On that example you should regularly shop around for the best deals on mortgage repayments as we could be talking about a lot of cash. It’s always a great idea to have some cash at hand in case another great investment idea comes along.
**If you want to learn how to reduce your mortgage by years you can use our mortgage overpayment calculator and be shocked at the result**
Back to what we were on about before.
Chopping and changing lenders can be a hassle, but the ultimate return on your investment can be much more if you do a little work. The mortgage is a key factor in any property investment idea.
So many new investors are caught out by the peaks and troughs of the property market. They usually buy at a peak then when things turn sour, they rush to get rid. A sure fire way of losing money equating to a poor investment idea.
Going back to the phrase, simple is usually best, you need a system to work from to maximise any chance of great returns. If property is to be your medium then the formula has to be, wait for a trough, establish an affordable good location, obtain a good mortgage, get a good management team in to secure regular premium rentals.

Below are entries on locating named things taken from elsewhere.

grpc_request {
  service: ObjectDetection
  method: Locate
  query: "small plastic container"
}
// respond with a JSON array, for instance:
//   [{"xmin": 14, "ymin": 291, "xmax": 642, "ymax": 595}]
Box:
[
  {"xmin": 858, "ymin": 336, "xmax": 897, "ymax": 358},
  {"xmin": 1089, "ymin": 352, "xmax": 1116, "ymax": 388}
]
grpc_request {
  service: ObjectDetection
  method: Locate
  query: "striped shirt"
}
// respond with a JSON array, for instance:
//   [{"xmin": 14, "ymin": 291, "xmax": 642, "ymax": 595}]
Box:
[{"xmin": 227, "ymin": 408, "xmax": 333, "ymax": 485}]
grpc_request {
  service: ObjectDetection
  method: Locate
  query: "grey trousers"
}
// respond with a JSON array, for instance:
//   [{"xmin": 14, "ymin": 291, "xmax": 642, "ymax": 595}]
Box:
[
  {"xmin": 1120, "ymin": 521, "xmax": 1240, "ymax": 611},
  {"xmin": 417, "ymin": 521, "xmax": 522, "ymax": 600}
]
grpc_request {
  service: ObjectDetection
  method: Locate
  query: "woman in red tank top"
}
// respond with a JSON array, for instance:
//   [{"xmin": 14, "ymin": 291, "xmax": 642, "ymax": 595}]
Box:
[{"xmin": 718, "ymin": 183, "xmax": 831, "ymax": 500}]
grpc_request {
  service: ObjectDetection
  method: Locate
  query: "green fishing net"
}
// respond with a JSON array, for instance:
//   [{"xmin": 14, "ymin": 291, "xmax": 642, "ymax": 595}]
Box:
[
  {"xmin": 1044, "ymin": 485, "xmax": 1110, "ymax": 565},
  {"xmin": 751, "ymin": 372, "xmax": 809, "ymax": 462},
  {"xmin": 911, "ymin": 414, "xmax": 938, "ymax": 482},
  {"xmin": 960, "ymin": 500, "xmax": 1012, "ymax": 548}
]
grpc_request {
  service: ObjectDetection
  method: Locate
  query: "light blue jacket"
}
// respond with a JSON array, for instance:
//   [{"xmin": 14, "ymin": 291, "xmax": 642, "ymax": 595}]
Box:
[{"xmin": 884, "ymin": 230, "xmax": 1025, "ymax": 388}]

The best ideas are usually the simplest, with the wheel being one of the simplest and best. Don’t over complicate matters in your search for a good investment idea, after all simple is best. You can click this link for one of the best investment ideas.
The Best Investment Ideas Are The Simplest So Here’s What To Look Out For
Many people will never realise the best investment ideas are usually the simple ones. You have to look for the greatest return but with a very low risk factor.
Property prices do increase a lot over the years, which is hard to believe as we suffer a terrible downturn. You can still make a decent low risk investment out of property.
A good property investment relies on the old saying location, location, location. If you are looking at a property investment then location is number one on your list.
Here in the UK house prices double every 10 years historically so you can make the most of your money by getting into the property market. Property is a prime example of a simple idea being arguably the best investment idea.
Keeping figures simple and rounded well do a quick example. Invest in a house for 150k and keep it for ten years. It should be now worth circa 300k.
On that example you should regularly shop around for the best deals on mortgage repayments as we could be talking about a lot of cash. It’s always a great idea to have some cash at hand in case another great investment idea comes along.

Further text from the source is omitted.